Kommentare sind sehr unterschiedlich. Einige sind exegetisch (erklärend) und betonen die Bedeutung des Textes in seinem eigenen Zusammenhang. Andere sind praktisch, aufbauend und betonen die Bedeutung für uns heute. Andere sind homiletisch und betonen Möglichkeiten, wie ein Text gepredigt werden kann. Noch andere sind technisch, ausgelegt für Gelehrte und betonen die Bedeutung des Textes in seiner Ursprache. Schliesslich gibt es noch populäre, geschrieben für den Durchschnittsleser oder für solche, die besondere Akzente suchen. Im Weiteren können sich Kommentare liberal oder konservativ orientieren. Es gibt Bücher, die einen persönlichen Standpunkt vertreten – eine bestimmte Lehre oder Sichtweise, die der Autor bei jeder Gelegenheit betont.
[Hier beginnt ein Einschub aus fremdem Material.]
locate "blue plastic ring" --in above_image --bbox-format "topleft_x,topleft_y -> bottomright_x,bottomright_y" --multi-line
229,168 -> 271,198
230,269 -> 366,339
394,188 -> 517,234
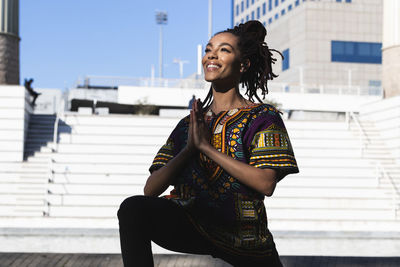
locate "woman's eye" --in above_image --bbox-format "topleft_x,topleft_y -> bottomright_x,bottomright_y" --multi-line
221,48 -> 230,52
204,48 -> 211,53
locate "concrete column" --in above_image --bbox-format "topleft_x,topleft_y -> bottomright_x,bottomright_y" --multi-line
0,0 -> 20,85
382,0 -> 400,98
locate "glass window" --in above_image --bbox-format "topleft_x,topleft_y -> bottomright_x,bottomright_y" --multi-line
295,0 -> 300,6
241,18 -> 244,23
251,11 -> 255,20
358,43 -> 370,56
275,0 -> 279,7
252,0 -> 255,4
331,41 -> 382,64
246,15 -> 249,21
282,49 -> 290,71
241,1 -> 244,12
346,0 -> 352,2
336,0 -> 342,2
371,43 -> 382,56
257,7 -> 260,19
275,13 -> 279,19
281,0 -> 285,2
263,3 -> 266,15
269,0 -> 273,11
281,9 -> 285,15
268,17 -> 273,24
345,42 -> 354,55
247,0 -> 249,8
288,4 -> 292,11
236,5 -> 239,15
263,21 -> 266,26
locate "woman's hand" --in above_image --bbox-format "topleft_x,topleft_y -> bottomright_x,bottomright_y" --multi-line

Wie soll ein Kommentar ausgewählt werden? Bevor wir einen Kommentar oder eine Kommentarreihe benutzen, sollten wir uns mit den Voraussetzungen und Zielen des Autors bzw. der Serie vertraut machen. Ein Buch muss danach beurteilt werden, welche Absicht der Autor verfolgt. Wenn seine Ziele nicht mit dem übereinstimmen, wie der Text verstanden werden sollte, können wir nicht umhin, es entweder gar nicht oder nur sehr bedingt in Betracht zu ziehen; also prüfend darüber nachdenken, was ausgesagt wird. Im Weiteren streben wir als vorrangiges Ziel an, was der Text in seinem Zusammenhang bedeutet. Daher sollten wir jenen Kommentaren den Vorzug geben, welche die Auslegung (d. h. die Exegese) betonen. Schliesslich sollten wir uns bewusst sein, dass die Kommentare der Menschen über die Bibel zwar nützlich sein können, aber nicht inspiriert sind. Deshalb sollten wir nüchtern beurteilen, was wir lesen und nicht alles unreflektiert hinnehmen, was wir in Kommentaren vorfinden.